L’automne rime avec la chute des feuilles, mais en terre littéraire, c’est la saison des prix qui tombent. Une folle semaine, où les paris se heurtent aux surprises des jurys. Goncourt, Renaudot ou Femina, comment cela se vit-il de l’intérieur ?

 

Vendredi 27 octobre. Située en bord de Seine, l’Académie Française détonne par la beauté de son architecture et de sa coupole, illuminée par les rayons de soleil. L’après-midi touche à sa fin, alors que les Académiciens sont toujours occupés à délibérer. Trois finalistes sont en lice pour le prix : Jérôme Ferrari, Joël Dicker et Gwenaëlle Aubry, pour un roman autour du conflit israélo-palestinien. La presse écrite, la radio, les photographes et les télés se pressent déjà en bas de l’escalier en attendant les nouvelles. Jérôme Ferrari arrive sur la pointe des pieds. Tout le monde y voit un signe de victoire, mais il nie fermement en affirmant être là pour féliciter le futur lauréat. Soudain, les Immortelles apparaissent. La secrétaire perpétuelle de l’Académie, Hélène Carrère d’Encausse, est entourée de Jean d’Ormesson, Giscard d’Estaing ou Jean-Christophe Rufin. « Le Grand Prix du Roman de l’Académie Française a été attribué, au premier tour, à Joël Dicker. » Inconnu, il y a encore quelques mois, ce beau jeune homme a séduit la critique avec un suspense haletant, La Vérité sur l’Affaire Harry Quebert (éd. De Fallois/L’âge d’Homme). L’auteur suisse arrive, tout souriant, pour la photo de famille auprès de ses illustres aînés. « Je suis heureux et ému. En m’attribuant ce prix prestigieux, les Académiciens envoient un joli message à la jeune génération. C’est leur façon de nous dire qu’ils nous lisent et qu’ils nous écoutent. »

 

Lundi 5 novembre. L’hôtel Crillon donne directement sur la Place de la Concorde. C’est dans l’un de ses salons que déjeunent les Dames du Femina. Son jury se compose uniquement de femmes, alors qu’elles manquent justement cruellement chez leurs confrères. Les médias sont au rendez-vous et chuchotent dans le couloir. Parfois, la porte s’ouvre… fausse alerte, c’est pour apporter un dessert. La Présidente de l’édition 2012, Camille Laurens, annonce le résultat. « Patrick Deville a été plébiscité au premier tour. » Son roman, Peste et choléra (éd. Seuil), met en lumière le parcours étonnant de celui qui a découvert le bacille de ces maladies. L’éditeur se dit « fier de cet écrivain qui ne dépassait pas, autrefois, les 10.000 exemplaires. Cette année, il rencontre enfin la consécration ! » Ravi, il arrive sous le crépitement des flashs. « Je me réjouis de cette reconnaissance, d’autant qu’on m’a accusé de faire des livres de garçons.
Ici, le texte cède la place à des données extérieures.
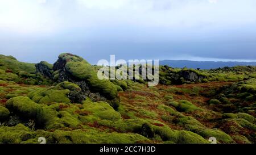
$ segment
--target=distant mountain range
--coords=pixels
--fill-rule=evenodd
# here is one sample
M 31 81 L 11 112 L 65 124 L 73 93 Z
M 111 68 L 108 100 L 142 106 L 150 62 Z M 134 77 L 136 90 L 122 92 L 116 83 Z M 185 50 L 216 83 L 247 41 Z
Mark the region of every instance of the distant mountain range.
M 256 62 L 235 62 L 235 61 L 207 61 L 191 60 L 168 60 L 159 61 L 159 65 L 168 65 L 172 68 L 184 68 L 201 69 L 216 69 L 225 66 L 256 66 Z

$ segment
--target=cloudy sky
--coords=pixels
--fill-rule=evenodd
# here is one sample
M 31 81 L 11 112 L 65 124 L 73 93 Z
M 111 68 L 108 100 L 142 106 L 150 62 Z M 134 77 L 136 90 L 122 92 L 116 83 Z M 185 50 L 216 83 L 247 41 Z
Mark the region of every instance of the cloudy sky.
M 0 0 L 0 53 L 53 63 L 256 60 L 255 0 Z

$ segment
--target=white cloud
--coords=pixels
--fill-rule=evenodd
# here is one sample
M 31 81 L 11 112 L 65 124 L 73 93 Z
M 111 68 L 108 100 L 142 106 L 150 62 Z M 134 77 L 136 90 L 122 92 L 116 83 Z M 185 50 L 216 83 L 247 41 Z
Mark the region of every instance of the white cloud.
M 41 3 L 46 3 L 46 0 L 38 0 L 38 3 L 41 4 Z
M 218 2 L 217 0 L 208 0 L 209 2 L 210 2 L 210 3 L 217 3 L 217 2 Z

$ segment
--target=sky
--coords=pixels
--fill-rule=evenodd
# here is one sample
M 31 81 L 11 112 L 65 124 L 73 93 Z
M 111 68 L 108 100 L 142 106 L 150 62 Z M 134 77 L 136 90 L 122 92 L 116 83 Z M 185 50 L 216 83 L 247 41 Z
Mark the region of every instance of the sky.
M 0 0 L 0 54 L 256 61 L 255 0 Z

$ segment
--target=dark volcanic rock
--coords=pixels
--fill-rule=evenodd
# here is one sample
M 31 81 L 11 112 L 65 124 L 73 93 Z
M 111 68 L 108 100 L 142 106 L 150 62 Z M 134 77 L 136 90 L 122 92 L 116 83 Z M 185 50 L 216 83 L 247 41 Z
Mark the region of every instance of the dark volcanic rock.
M 72 68 L 71 69 L 68 65 L 71 65 Z M 70 53 L 62 54 L 53 64 L 53 69 L 54 71 L 53 78 L 55 81 L 57 82 L 69 81 L 75 83 L 81 89 L 82 95 L 89 97 L 93 101 L 106 101 L 113 107 L 117 108 L 119 99 L 117 100 L 118 97 L 117 91 L 115 90 L 116 87 L 110 81 L 106 81 L 107 83 L 102 83 L 103 81 L 98 81 L 98 83 L 96 82 L 98 81 L 97 71 L 82 58 Z M 84 72 L 84 70 L 88 72 Z M 112 91 L 117 91 L 115 97 L 113 97 L 114 93 L 112 93 Z M 69 98 L 72 100 L 73 97 L 75 97 L 75 100 L 81 100 L 84 98 L 84 96 L 81 96 L 81 98 L 77 97 L 78 96 L 79 94 L 72 93 L 69 94 Z
M 41 61 L 40 63 L 35 64 L 36 72 L 40 73 L 44 77 L 51 78 L 53 73 L 53 65 L 46 61 Z
M 185 81 L 190 82 L 199 82 L 205 78 L 205 77 L 198 75 L 196 73 L 191 70 L 182 70 L 180 74 Z

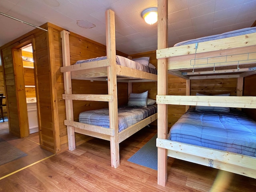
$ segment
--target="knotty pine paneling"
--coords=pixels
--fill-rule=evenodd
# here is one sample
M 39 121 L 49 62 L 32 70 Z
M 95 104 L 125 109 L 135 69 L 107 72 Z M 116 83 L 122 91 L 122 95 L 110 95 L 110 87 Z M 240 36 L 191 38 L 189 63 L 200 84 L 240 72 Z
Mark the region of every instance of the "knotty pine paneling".
M 66 127 L 64 125 L 64 121 L 66 119 L 65 102 L 62 98 L 64 94 L 63 74 L 60 72 L 60 68 L 62 66 L 62 52 L 60 32 L 62 30 L 53 25 L 52 44 L 54 46 L 55 56 L 54 64 L 53 65 L 53 78 L 56 81 L 54 84 L 56 89 L 55 96 L 58 110 L 59 132 L 60 137 L 61 150 L 68 148 Z M 86 59 L 101 56 L 106 54 L 106 46 L 89 40 L 85 37 L 70 32 L 69 35 L 70 63 L 74 64 L 77 60 Z M 124 56 L 127 55 L 117 52 L 117 54 Z M 106 82 L 93 81 L 73 80 L 72 80 L 73 94 L 107 94 L 108 87 Z M 128 102 L 128 86 L 127 84 L 118 83 L 118 104 L 122 105 Z M 125 93 L 125 94 L 123 93 Z M 92 110 L 108 107 L 107 102 L 99 102 L 87 101 L 74 100 L 73 102 L 74 120 L 78 121 L 80 112 L 85 110 Z M 76 144 L 90 139 L 90 137 L 76 133 Z
M 256 96 L 256 89 L 253 82 L 256 81 L 256 74 L 244 78 L 243 96 Z M 256 121 L 256 109 L 242 109 L 242 111 Z
M 12 49 L 11 47 L 1 47 L 0 49 L 2 56 L 3 65 L 2 69 L 3 70 L 3 77 L 5 78 L 6 76 L 7 78 L 4 79 L 4 84 L 5 84 L 6 86 L 6 108 L 8 111 L 9 130 L 10 132 L 16 136 L 20 137 L 20 122 L 19 120 L 19 112 L 17 107 L 18 103 Z
M 3 68 L 2 66 L 0 66 L 0 93 L 4 94 L 5 96 L 5 90 L 4 89 L 4 76 L 3 75 Z M 2 103 L 5 104 L 6 99 L 3 99 Z M 3 112 L 4 113 L 7 112 L 6 106 L 3 106 Z
M 190 94 L 196 95 L 197 92 L 209 95 L 230 93 L 235 96 L 236 82 L 236 78 L 192 80 Z

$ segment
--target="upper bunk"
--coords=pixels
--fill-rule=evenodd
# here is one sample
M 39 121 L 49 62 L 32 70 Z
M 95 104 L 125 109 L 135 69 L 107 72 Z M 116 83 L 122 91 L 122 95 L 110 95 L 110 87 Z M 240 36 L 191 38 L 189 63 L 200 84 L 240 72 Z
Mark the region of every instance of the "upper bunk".
M 256 73 L 256 27 L 186 41 L 156 51 L 169 73 L 186 79 L 244 77 Z
M 61 72 L 70 71 L 72 79 L 106 81 L 107 67 L 111 62 L 106 57 L 95 58 L 92 61 L 78 61 L 75 64 L 61 68 Z M 156 70 L 150 68 L 128 58 L 116 56 L 117 80 L 120 82 L 156 81 Z
M 111 78 L 110 71 L 112 70 L 117 82 L 157 81 L 157 72 L 155 69 L 116 55 L 114 13 L 109 10 L 106 14 L 106 56 L 90 59 L 89 62 L 80 60 L 76 64 L 70 64 L 69 32 L 63 30 L 61 32 L 62 52 L 65 53 L 66 58 L 60 71 L 70 72 L 72 79 L 106 81 Z

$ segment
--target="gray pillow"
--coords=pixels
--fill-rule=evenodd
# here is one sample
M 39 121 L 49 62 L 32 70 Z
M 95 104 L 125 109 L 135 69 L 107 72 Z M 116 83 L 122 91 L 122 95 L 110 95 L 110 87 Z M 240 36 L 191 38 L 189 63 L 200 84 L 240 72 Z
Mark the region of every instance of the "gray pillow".
M 156 102 L 156 101 L 155 100 L 148 98 L 148 102 L 147 102 L 147 105 L 154 105 Z
M 142 93 L 130 93 L 127 105 L 146 107 L 148 92 L 148 91 L 147 91 Z

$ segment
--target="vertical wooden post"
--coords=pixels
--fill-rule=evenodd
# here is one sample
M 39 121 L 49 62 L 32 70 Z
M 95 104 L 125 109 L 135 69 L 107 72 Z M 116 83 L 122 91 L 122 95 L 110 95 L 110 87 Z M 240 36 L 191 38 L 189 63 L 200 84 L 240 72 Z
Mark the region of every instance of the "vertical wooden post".
M 68 34 L 68 32 L 65 30 L 63 30 L 60 33 L 62 39 L 63 66 L 68 66 L 70 64 Z M 72 94 L 71 72 L 64 72 L 63 75 L 64 76 L 65 94 Z M 66 99 L 65 100 L 65 103 L 67 120 L 74 121 L 72 100 L 71 99 Z M 72 151 L 76 149 L 74 128 L 74 127 L 69 126 L 67 126 L 67 128 L 68 129 L 68 149 Z
M 47 43 L 48 44 L 48 54 L 50 56 L 50 72 L 51 80 L 50 81 L 51 102 L 52 102 L 52 114 L 53 124 L 52 125 L 54 130 L 53 134 L 54 139 L 54 150 L 56 152 L 60 151 L 60 127 L 59 126 L 59 116 L 58 115 L 58 99 L 57 98 L 57 85 L 56 73 L 55 71 L 55 55 L 54 52 L 53 28 L 50 26 L 48 27 L 48 36 Z M 69 54 L 69 52 L 68 53 Z
M 243 96 L 243 87 L 244 86 L 244 78 L 238 77 L 236 82 L 236 96 Z M 242 110 L 241 108 L 238 109 Z
M 186 79 L 186 95 L 190 95 L 190 80 Z M 190 107 L 190 105 L 186 106 L 186 111 L 187 111 Z
M 132 92 L 132 83 L 131 82 L 128 82 L 128 97 L 130 96 L 130 94 Z
M 244 85 L 244 78 L 239 77 L 237 78 L 236 83 L 236 96 L 243 96 L 243 86 Z
M 114 129 L 114 136 L 110 136 L 111 166 L 116 168 L 120 164 L 118 141 L 118 114 L 117 111 L 117 83 L 116 58 L 115 13 L 109 10 L 106 12 L 107 58 L 110 60 L 108 67 L 108 94 L 113 96 L 113 101 L 108 102 L 110 128 Z
M 168 44 L 168 1 L 158 0 L 158 49 L 166 48 Z M 168 94 L 168 75 L 167 59 L 157 60 L 157 94 Z M 158 104 L 158 137 L 166 139 L 167 135 L 168 106 Z M 167 151 L 163 148 L 158 148 L 158 184 L 165 186 L 167 179 Z

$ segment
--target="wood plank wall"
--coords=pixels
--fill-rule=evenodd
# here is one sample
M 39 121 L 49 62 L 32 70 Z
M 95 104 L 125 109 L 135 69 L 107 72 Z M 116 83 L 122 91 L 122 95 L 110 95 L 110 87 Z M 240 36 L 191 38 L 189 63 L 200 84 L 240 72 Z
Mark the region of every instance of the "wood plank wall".
M 4 94 L 4 96 L 5 96 L 5 90 L 4 89 L 4 84 L 3 67 L 2 66 L 0 66 L 0 93 L 2 93 Z M 6 102 L 6 99 L 3 99 L 2 103 L 5 104 Z M 3 106 L 3 112 L 4 114 L 6 114 L 7 112 L 6 106 Z M 4 114 L 4 115 L 5 116 L 5 115 Z
M 156 52 L 148 52 L 129 55 L 132 58 L 150 57 L 150 62 L 157 68 Z M 186 95 L 186 80 L 174 75 L 168 76 L 168 94 L 170 95 Z M 215 79 L 193 80 L 191 81 L 190 94 L 196 95 L 196 92 L 208 95 L 230 93 L 236 95 L 236 79 Z M 132 92 L 140 93 L 149 90 L 149 98 L 156 99 L 157 94 L 156 82 L 133 83 Z M 182 105 L 168 106 L 168 127 L 170 128 L 186 111 L 185 106 Z M 153 124 L 156 124 L 154 122 Z
M 253 85 L 253 82 L 255 81 L 256 81 L 256 74 L 244 78 L 243 96 L 256 96 L 256 89 L 255 88 L 255 86 Z M 243 108 L 242 111 L 252 119 L 256 121 L 256 109 Z
M 61 40 L 60 32 L 61 29 L 56 27 L 53 30 L 55 54 L 55 65 L 54 73 L 56 74 L 56 102 L 58 102 L 58 126 L 61 151 L 68 148 L 67 129 L 64 125 L 66 119 L 65 101 L 62 98 L 64 94 L 63 74 L 60 72 L 62 66 Z M 106 55 L 106 46 L 97 43 L 86 38 L 70 32 L 69 35 L 71 64 L 79 60 L 86 59 Z M 127 57 L 123 53 L 117 51 L 117 54 Z M 72 93 L 84 94 L 107 94 L 107 82 L 93 81 L 73 80 L 72 80 Z M 118 83 L 118 105 L 122 105 L 128 102 L 128 86 L 126 83 Z M 73 101 L 74 120 L 78 121 L 80 112 L 88 110 L 108 108 L 108 102 L 86 101 Z M 76 144 L 79 144 L 90 139 L 90 137 L 76 133 Z
M 15 136 L 20 135 L 16 87 L 12 49 L 10 47 L 1 49 L 3 74 L 5 84 L 6 104 L 8 107 L 8 118 L 10 132 Z

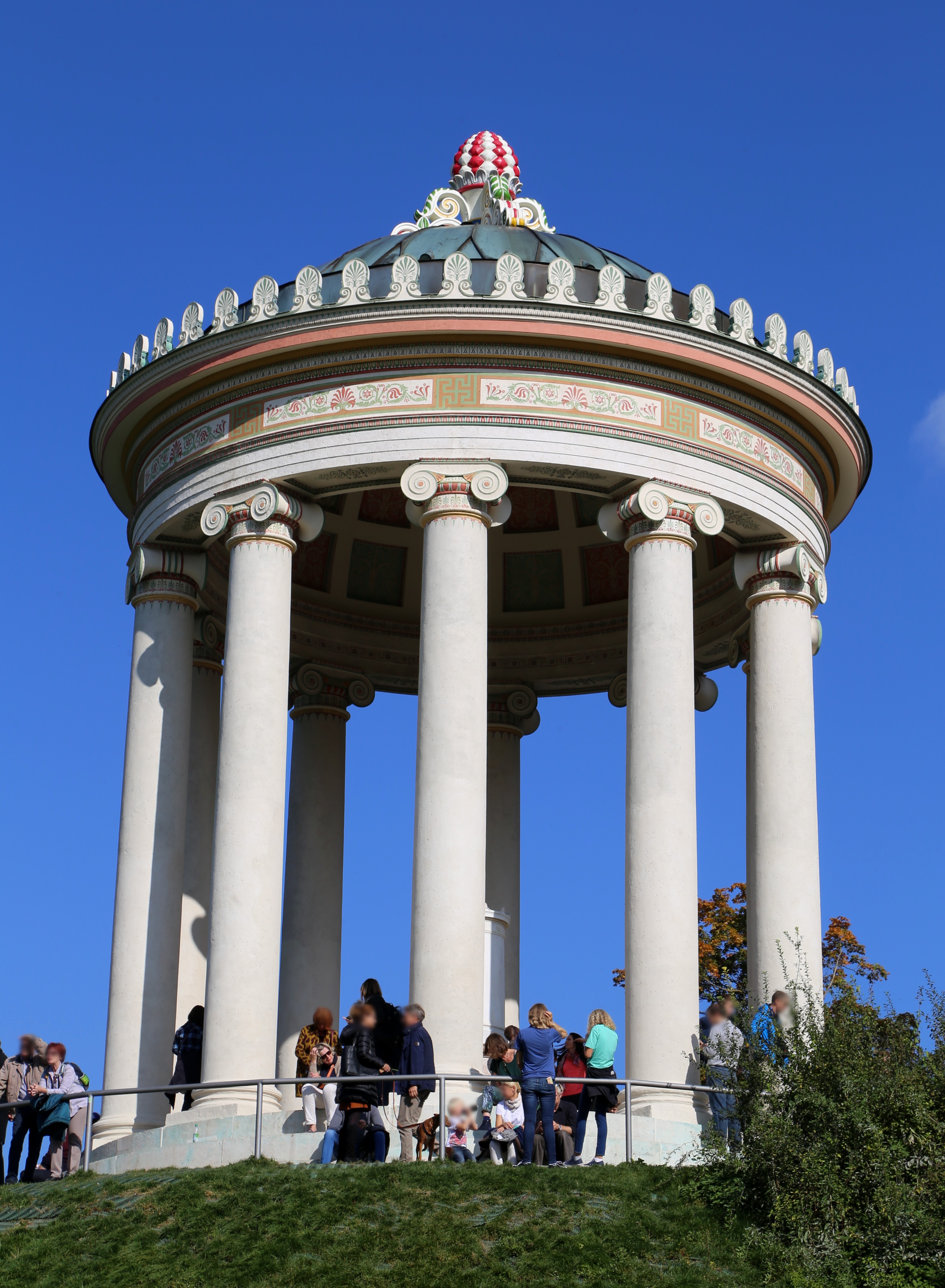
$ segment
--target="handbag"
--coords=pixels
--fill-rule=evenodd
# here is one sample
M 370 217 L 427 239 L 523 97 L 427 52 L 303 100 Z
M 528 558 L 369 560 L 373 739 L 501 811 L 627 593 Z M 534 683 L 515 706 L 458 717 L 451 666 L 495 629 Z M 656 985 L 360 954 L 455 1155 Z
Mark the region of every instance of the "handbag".
M 586 1082 L 587 1096 L 592 1101 L 603 1100 L 612 1109 L 617 1108 L 617 1101 L 619 1100 L 619 1091 L 617 1090 L 617 1074 L 614 1073 L 614 1066 L 609 1065 L 606 1069 L 591 1069 L 587 1070 L 588 1078 L 594 1075 L 595 1078 L 606 1078 L 606 1082 Z M 595 1113 L 600 1110 L 595 1109 Z

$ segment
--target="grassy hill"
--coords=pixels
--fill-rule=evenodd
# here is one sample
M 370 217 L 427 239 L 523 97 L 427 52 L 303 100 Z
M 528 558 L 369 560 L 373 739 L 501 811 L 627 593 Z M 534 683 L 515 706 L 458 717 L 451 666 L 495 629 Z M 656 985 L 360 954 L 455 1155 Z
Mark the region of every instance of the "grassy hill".
M 797 1284 L 691 1176 L 642 1163 L 288 1167 L 267 1159 L 5 1188 L 0 1276 L 31 1288 Z

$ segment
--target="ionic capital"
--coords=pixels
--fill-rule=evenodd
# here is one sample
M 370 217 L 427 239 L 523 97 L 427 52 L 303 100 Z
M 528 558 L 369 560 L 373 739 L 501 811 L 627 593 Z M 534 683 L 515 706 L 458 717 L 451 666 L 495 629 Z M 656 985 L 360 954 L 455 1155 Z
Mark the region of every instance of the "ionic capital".
M 407 518 L 425 528 L 434 519 L 478 519 L 487 528 L 512 513 L 509 475 L 494 461 L 418 461 L 400 475 Z
M 207 577 L 202 550 L 169 550 L 162 546 L 134 547 L 127 560 L 125 603 L 138 607 L 154 600 L 185 604 L 197 612 L 197 591 Z
M 210 613 L 193 618 L 193 665 L 223 675 L 223 622 Z
M 668 483 L 650 479 L 623 501 L 603 505 L 597 527 L 610 541 L 622 541 L 627 550 L 641 541 L 682 541 L 694 547 L 693 524 L 707 536 L 725 527 L 721 505 L 711 496 L 684 492 Z
M 203 506 L 200 520 L 201 531 L 207 537 L 229 532 L 228 550 L 241 541 L 274 541 L 295 551 L 296 536 L 300 541 L 314 541 L 323 523 L 321 505 L 297 501 L 265 480 L 215 496 Z
M 489 685 L 487 728 L 489 733 L 507 733 L 523 738 L 541 724 L 538 698 L 525 684 L 515 688 Z
M 739 550 L 733 560 L 739 590 L 748 590 L 748 608 L 763 599 L 803 599 L 811 608 L 827 603 L 823 567 L 801 545 Z
M 314 662 L 303 662 L 292 672 L 288 687 L 292 720 L 310 715 L 348 720 L 349 706 L 370 707 L 375 699 L 375 687 L 366 675 L 332 675 Z

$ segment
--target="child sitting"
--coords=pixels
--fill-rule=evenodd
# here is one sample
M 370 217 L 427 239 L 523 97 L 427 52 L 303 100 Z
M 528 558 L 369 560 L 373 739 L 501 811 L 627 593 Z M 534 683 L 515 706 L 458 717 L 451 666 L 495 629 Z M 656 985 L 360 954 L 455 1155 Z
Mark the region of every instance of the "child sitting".
M 525 1124 L 518 1082 L 503 1082 L 501 1090 L 502 1099 L 496 1105 L 496 1126 L 489 1139 L 489 1155 L 498 1166 L 503 1162 L 503 1154 L 505 1162 L 516 1162 Z
M 472 1139 L 467 1132 L 475 1127 L 476 1119 L 475 1114 L 470 1108 L 467 1108 L 462 1100 L 451 1100 L 447 1105 L 447 1123 L 449 1124 L 449 1136 L 447 1137 L 447 1149 L 452 1150 L 452 1159 L 454 1163 L 474 1163 L 472 1150 L 470 1145 Z

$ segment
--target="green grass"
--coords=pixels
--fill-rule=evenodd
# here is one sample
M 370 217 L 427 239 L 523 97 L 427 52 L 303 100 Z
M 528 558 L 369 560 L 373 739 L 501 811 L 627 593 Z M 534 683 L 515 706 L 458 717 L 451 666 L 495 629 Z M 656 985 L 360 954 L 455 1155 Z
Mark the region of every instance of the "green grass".
M 781 1284 L 685 1172 L 452 1163 L 77 1176 L 0 1191 L 0 1279 L 30 1288 Z

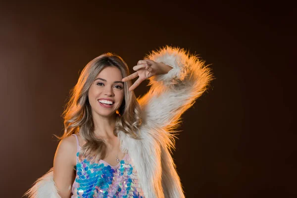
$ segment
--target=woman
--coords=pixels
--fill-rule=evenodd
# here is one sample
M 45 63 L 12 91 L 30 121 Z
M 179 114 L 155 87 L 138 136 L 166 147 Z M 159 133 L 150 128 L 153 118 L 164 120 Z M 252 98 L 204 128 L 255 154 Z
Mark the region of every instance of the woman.
M 87 65 L 64 112 L 53 167 L 27 195 L 184 197 L 170 155 L 173 132 L 206 90 L 210 70 L 196 56 L 169 47 L 153 51 L 133 70 L 128 75 L 125 62 L 110 53 Z M 132 91 L 148 78 L 150 89 L 137 101 Z

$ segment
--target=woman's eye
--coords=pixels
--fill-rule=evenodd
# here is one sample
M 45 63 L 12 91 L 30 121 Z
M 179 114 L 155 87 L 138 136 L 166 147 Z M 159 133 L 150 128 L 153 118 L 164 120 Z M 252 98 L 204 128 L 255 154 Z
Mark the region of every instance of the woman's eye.
M 122 89 L 122 87 L 120 86 L 119 85 L 116 85 L 114 86 L 114 87 L 116 89 Z

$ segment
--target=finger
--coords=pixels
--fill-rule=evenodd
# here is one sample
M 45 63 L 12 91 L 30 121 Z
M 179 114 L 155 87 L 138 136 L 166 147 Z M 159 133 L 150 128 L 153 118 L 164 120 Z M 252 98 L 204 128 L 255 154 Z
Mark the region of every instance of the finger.
M 138 62 L 137 62 L 137 64 L 138 65 L 140 65 L 141 64 L 146 64 L 147 63 L 147 61 L 146 61 L 145 60 L 139 60 Z
M 138 76 L 138 74 L 137 73 L 137 72 L 135 72 L 135 73 L 133 73 L 131 75 L 130 75 L 127 77 L 124 78 L 123 79 L 122 79 L 122 81 L 123 81 L 123 82 L 128 81 L 128 80 L 134 79 L 134 78 L 136 78 L 137 76 Z
M 147 71 L 148 71 L 149 72 L 151 72 L 152 71 L 152 68 L 149 65 L 147 66 L 146 67 L 146 69 L 147 70 Z
M 154 62 L 154 61 L 153 60 L 150 60 L 149 59 L 144 59 L 143 60 L 144 60 L 145 61 L 146 61 L 146 62 L 147 63 L 147 64 L 148 64 L 148 65 L 151 65 Z
M 130 87 L 130 88 L 129 88 L 129 91 L 132 91 L 134 89 L 136 88 L 143 81 L 143 80 L 140 78 L 139 78 L 138 79 L 137 79 L 136 81 L 135 81 L 134 83 Z
M 145 68 L 147 66 L 148 66 L 148 64 L 147 64 L 147 63 L 137 65 L 134 66 L 133 67 L 133 70 L 137 71 L 139 69 L 141 69 L 141 68 Z

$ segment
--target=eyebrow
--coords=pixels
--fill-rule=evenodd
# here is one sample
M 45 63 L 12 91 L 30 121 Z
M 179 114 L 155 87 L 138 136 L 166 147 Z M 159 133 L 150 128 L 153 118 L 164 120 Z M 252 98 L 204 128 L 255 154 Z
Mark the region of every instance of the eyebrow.
M 105 79 L 103 79 L 103 78 L 96 78 L 94 81 L 97 80 L 101 80 L 102 81 L 104 81 L 104 82 L 107 82 L 107 81 Z M 122 83 L 123 85 L 124 85 L 124 82 L 122 82 L 122 81 L 114 81 L 113 82 L 113 83 Z

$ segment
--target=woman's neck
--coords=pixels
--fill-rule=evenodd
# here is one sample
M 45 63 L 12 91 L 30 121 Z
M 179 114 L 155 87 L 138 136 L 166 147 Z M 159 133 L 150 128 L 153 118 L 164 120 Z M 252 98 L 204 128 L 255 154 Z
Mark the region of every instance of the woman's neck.
M 113 130 L 115 126 L 115 115 L 110 117 L 93 116 L 95 134 L 103 139 L 114 137 Z

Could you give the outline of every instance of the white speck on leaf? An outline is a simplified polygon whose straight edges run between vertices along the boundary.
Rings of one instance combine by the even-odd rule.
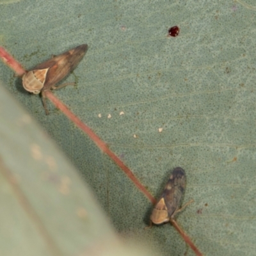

Voici la preuve que non. Tout comme mon héros, je n’ai jamais cherché les honneurs. L’écrivain n’a pas pour mission de sortir un homme de l’ombre, mais ça m’a intéressé de montrer cet homme – issu de la petite bande des Pasteuriens – qui est parvenu au bonheur. » L’Américaine, Julie Otsuka, ne cache pas le sien depuis que son roman a obtenu le Femina étranger. Certaines n’avaient jamais vu la mer (éd. Phébus) retrace aussi un destin méconnu, celui de Japonaises qui vont rejoindre les Etats-Unis, au début du XXè siècle, pour épouser un homme qu’elles n’ont jamais vu. « Je suis honorée et touchée que cette histoire trouve un bel écho auprès des femmes françaises. » Quant au Prix de l’Essai, il est remis à Tobie Nathan pour son autobiographie Ethno-roman (éd. Grasset, voire magazine l’Arche).

 

Mardi 6 novembre. Cette fois, c’est la Place de l’Odéon qui est le théâtre du Prix Médicis. Remis au restaurant, La Méditerranée, il abrite une salle intimiste au premier étage, où se réunit le jury le temps du déjeuner. Dominique Fernandez prend place dans le petit escalier rouge, afin de proclamer que c’est « Emmanuelle Pireyre qui l’emporte au premier tour. » La surprise est de taille, tant personne n’avait misé sur sa Féérie générale (éd. L’Olivier), une poésie expérimentale. En tant que nouveau membre du jury, Alain Veinstein estime « qu’il s’agit d’un prix de la découverte et non pas d’une reconnaissance d’un auteur déjà établi. » Il n’en va pas de même pour l’Israélien Avraham B. Yehoshua qui obtient le Médicis étranger pour sa Rétrospective (éd. Grasset, voire son interview dans l’Arche). Dire que l’an dernier, David Grossman a été récompensé. « Il n’y a pourtant pas une majorité de juifs dans le jury », s’esclaffe l’heureux élu qui prend la pose pour les photographes. « L’un des plaisirs de la vieillesse est d’être respecté (rires) ! Mon roman ne se veut ni politique ni sociologique, il parle des frustrations de la création et de la question oedipale. La littérature, le cinéma et la musique israélienne se portent bien, mais le pays est problématique. Quand la culture est bonne, c’est mauvais signe pour la société… » Comblé, il va fêter son prix ce soir, en compagnie de Tobie Nathan et de quelques invités privilégiés.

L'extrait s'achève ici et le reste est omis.